В самом деле, разве не на эстетике строил он хрупкую свою теорию мирооправдания? Чтобы не проклинать смерть, он вводит ее в круг художественных эмоций, в гамму одушевленных поэтической мечтой метафор. И смерть из "одуряющей ночи" обращалась в "белую радость небытия", в "одну из форм многообразной жизни", - ведь формами сознания жизни исчерпывается содержание; другого смысла, другой правды нет и быть не может. Художник, поэт, творя слово и все, что оно пробуждает в душе, творит единственную ценность смертного - красоту иллюзии. Оттого и прекрасно, что невозможно: Невозможно - тоже с большой буквы, как Тоска.
Если слово за словом, что цвет,
Упадет, белея тревожно.
Не печальных меж павшими нет,
Но люблю я одно - _невозможно_.
["Невозможно"]
В разговорах Анненский часто возвращался к этой философии эстетического нигилизма. "Мое я - только иллюзия, как все остальное, отражение химер в зеркалах...", говорил он, и ему хотелось как-то примирить этим апофеозом метафоры-символа антиномию "двух недружных миров в человеке". Нельзя оправдывать оба мира, - писал он в статье о "Гамлете", - и жить двумя жизнями зараз. Если тот лунный мир - существует, то другой - солнечный, все эти Озрики и Полонии - лишь дьявольский обман, и годится разве на то, чтобы его вышучивать и с ним играть...". Искусство, одно искусство, художественное преосуществление, сливает оба мира. И потому он во что бы то ни стало хотел быть эстетом и готов был даже запереться в башне из слоновой кости. Был ли он им? Мне думается, что достаточно и поверхностного знакомства с его стихами, чтобы ответить отрицательно. Как ни прятался он за метафоры, называя это "любовью к жизни", ироническим своим "дионисийством", как ни доказывал, что лучше разделенной любви, лучше счастья вдвоем - грезить одному, "когда чуть дымятся угли", что во сто крат прекраснее природы мечта о природе и что надо лишь "выдумать себя", чтобы "стать Богом", - дух его требовал иного и _ощущал_ иное.
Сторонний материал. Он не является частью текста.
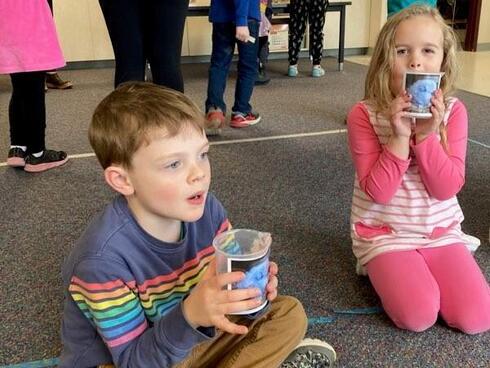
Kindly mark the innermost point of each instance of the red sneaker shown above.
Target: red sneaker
(215, 121)
(239, 120)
Он не сдавался из какого-то фантастического самолюбия, кощунствовал от избытка томления по чудесному, он не умел поверить в бытие, "непостижное уму", но оно врывалось в его сердце, опрокидывало искусно воздвигнутые "миражи", заставляло плакать и ужасаться и невольно благоговеть, обращало иронию в жалкую гримасу, улыбку скептика в испуг тайновидца, неверие - в предчувствие. Умирали слова, "упадая, как белый цвет", но Неизреченное стучалось в наглухо запертую "дверь часовщика", и притихала "стальная цикада", прислушиваясь к тому _нечто_, что боится постороннего слова или вспыхнувшей свечи, что живет "совсем по-другому" в омутах трансцендентного молчания.
Не мерещится ль вам иногда,
Когда сумерки ходят по дому,
Тут же возле иная среда,
Где живем мы совсем по-другому?
С тенью тень там так мягко слилась,
Там бывает такая минута,
Что лучами незримыми глаз
Мы уходим друг в друга как будто.
И движеньем спугнуть этот миг
Мы боимся, иль словом нарушить,
Точно ухом кто возле приник,
Заставляя далекое слушать.
Но едва запылает свеча,
Чуткий мир уступает без боя,
Лишь из глаз по наклонам луча
Тени в пламя сбегут голубое.
["Свечку внесли"]
"Содержание нашего "я" не только зыбко, но и неопределимо, - говорит Анненский в очерке, посвященном Бальмонту, - и это делает людей, пристально его анализирующих, особенно если анализ их интуитивен, - так сказать, _фатальными мистиками_".